2016-01-01 00:00:00 2016-01-01 00:00:00 26918.200
2016-01-01 00:00:00 2016-01-01 01:00:00 26918.200
2016-01-01 00:00:00 2016-01-01 02:00:00 26918.200
2016-01-01 03:00:00 2016-01-01 03:00:00 50000.000
2016-01-01 03:00:00 2016-01-01 04:00:00 50000.000
2016-01-01 03:00:00 2016-01-01 05:00:00 50000.000
2016-01-01 06:00:00 2016-01-01 06:00:00 14594.500
2016-01-01 06:00:00 2016-01-01 07:00:00 14594.500
2016-01-01 06:00:00 2016-01-01 08:00:00 14594.500

1 个答案:

答案 0 :(得分:0)

如果我正确理解OP的意图,则要求返回属于每个analysis_time的前3行预测值。

这可以通过按new_data_frameanalysis_time排序forecast_time,按analysis_time分组,然后挑选每组中的前三行来解决。

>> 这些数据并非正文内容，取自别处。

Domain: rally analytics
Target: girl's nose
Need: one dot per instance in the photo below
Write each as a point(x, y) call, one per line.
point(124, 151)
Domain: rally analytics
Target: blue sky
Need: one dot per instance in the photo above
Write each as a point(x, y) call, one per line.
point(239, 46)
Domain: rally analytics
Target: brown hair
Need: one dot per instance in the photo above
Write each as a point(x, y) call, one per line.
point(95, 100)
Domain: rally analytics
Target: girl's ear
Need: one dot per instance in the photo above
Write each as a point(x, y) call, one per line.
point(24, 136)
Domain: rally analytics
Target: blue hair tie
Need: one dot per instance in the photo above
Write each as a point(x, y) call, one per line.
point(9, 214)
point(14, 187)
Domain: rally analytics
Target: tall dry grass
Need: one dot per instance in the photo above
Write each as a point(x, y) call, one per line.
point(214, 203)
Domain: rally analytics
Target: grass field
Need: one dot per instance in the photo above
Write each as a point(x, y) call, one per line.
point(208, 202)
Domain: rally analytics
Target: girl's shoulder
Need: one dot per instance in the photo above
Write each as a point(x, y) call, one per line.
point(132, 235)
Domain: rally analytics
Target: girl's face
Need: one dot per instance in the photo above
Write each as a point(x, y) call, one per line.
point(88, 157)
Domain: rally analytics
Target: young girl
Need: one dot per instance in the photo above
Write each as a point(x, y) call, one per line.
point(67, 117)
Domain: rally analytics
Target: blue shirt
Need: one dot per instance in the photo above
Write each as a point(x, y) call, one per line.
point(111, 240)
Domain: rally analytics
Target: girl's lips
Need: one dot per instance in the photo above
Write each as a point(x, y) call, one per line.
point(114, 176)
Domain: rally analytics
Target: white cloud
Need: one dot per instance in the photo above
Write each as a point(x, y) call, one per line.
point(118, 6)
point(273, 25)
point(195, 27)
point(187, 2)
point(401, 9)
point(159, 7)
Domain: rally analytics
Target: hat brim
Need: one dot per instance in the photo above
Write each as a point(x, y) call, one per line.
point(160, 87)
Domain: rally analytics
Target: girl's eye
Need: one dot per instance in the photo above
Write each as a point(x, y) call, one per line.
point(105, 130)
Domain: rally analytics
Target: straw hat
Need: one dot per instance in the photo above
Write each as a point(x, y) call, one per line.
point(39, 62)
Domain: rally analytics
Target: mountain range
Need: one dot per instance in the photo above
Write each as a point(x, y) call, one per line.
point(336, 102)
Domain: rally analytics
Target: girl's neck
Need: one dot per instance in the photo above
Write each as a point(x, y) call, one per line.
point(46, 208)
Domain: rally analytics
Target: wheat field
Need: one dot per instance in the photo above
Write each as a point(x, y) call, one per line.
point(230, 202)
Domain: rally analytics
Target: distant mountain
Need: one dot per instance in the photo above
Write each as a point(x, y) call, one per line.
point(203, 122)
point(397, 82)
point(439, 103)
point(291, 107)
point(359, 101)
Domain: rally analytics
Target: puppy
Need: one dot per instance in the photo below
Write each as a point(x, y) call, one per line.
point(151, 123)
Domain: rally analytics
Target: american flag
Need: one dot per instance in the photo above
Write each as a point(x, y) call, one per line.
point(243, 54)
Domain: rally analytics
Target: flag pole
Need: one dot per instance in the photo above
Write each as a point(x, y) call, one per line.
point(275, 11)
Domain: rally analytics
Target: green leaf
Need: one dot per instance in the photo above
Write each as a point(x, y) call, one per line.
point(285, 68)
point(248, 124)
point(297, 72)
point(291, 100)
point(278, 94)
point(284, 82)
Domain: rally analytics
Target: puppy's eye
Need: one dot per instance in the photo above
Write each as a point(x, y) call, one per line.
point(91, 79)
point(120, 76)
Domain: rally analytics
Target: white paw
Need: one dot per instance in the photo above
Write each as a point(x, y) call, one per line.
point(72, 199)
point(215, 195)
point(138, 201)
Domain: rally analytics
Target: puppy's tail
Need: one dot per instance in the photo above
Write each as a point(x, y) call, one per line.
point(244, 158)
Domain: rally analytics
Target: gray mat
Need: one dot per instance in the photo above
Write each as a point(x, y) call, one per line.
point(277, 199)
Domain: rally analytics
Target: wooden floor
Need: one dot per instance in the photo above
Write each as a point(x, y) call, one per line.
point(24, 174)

这可以在我更喜欢的基础R,dplyrdata.table中完成:

library(data.table)
setDT(new_data_frame)[order(analysis_time, forecast_time)][
  , head(.SD, 3L), by = analysis_time]
         analysis_time       forecast_time   value
1: 2016-01-01 00:00:00 2016-01-01 00:00:00 26918.2
2: 2016-01-01 00:00:00 2016-01-01 01:00:00 28769.5
3: 2016-01-01 00:00:00 2016-01-01 02:00:00 46015.4
4: 2016-01-01 03:00:00 2016-01-01 03:00:00 50000.0
5: 2016-01-01 03:00:00 2016-01-01 04:00:00 50000.0
6: 2016-01-01 03:00:00 2016-01-01 05:00:00 50000.0
7: 2016-01-01 06:00:00 2016-01-01 06:00:00 14594.5
8: 2016-01-01 06:00:00 2016-01-01 07:00:00 50000.0
9: 2016-01-01 06:00:00 2016-01-01 08:00:00 50000.0

现在,OP已经提到数据集中缺少一些需要显示的值。

这可以通过加入涵盖整个时期的一系列时间戳来实现:

start_time <- as.POSIXct("2016-01-01")
library(lubridate)
time_seq <- seq(start_time, start_time + months(1L), by = "3 hours")
result <- setDT(new_data_frame)[order(analysis_time, forecast_time)][
  , head(.SD, 3L), by = analysis_time][
    .(time_seq), on = .(analysis_time = V1)]
head(result, 12L)
          analysis_time       forecast_time   value
 1: 2016-01-01 00:00:00 2016-01-01 00:00:00 26918.2
 2: 2016-01-01 00:00:00 2016-01-01 01:00:00 28769.5
 3: 2016-01-01 00:00:00 2016-01-01 02:00:00 46015.4
 4: 2016-01-01 03:00:00 2016-01-01 03:00:00 50000.0
 5: 2016-01-01 03:00:00 2016-01-01 04:00:00 50000.0
 6: 2016-01-01 03:00:00 2016-01-01 05:00:00 50000.0
 7: 2016-01-01 06:00:00 2016-01-01 06:00:00 14594.5
 8: 2016-01-01 06:00:00 2016-01-01 07:00:00 50000.0
 9: 2016-01-01 06:00:00 2016-01-01 08:00:00 50000.0
10: 2016-01-01 09:00:00                <NA>      NA
11: 2016-01-01 12:00:00                <NA>      NA
12: 2016-01-01 15:00:00                <NA>      NA

new_data_frame中未显示的分析时间现在由单个NA行表示。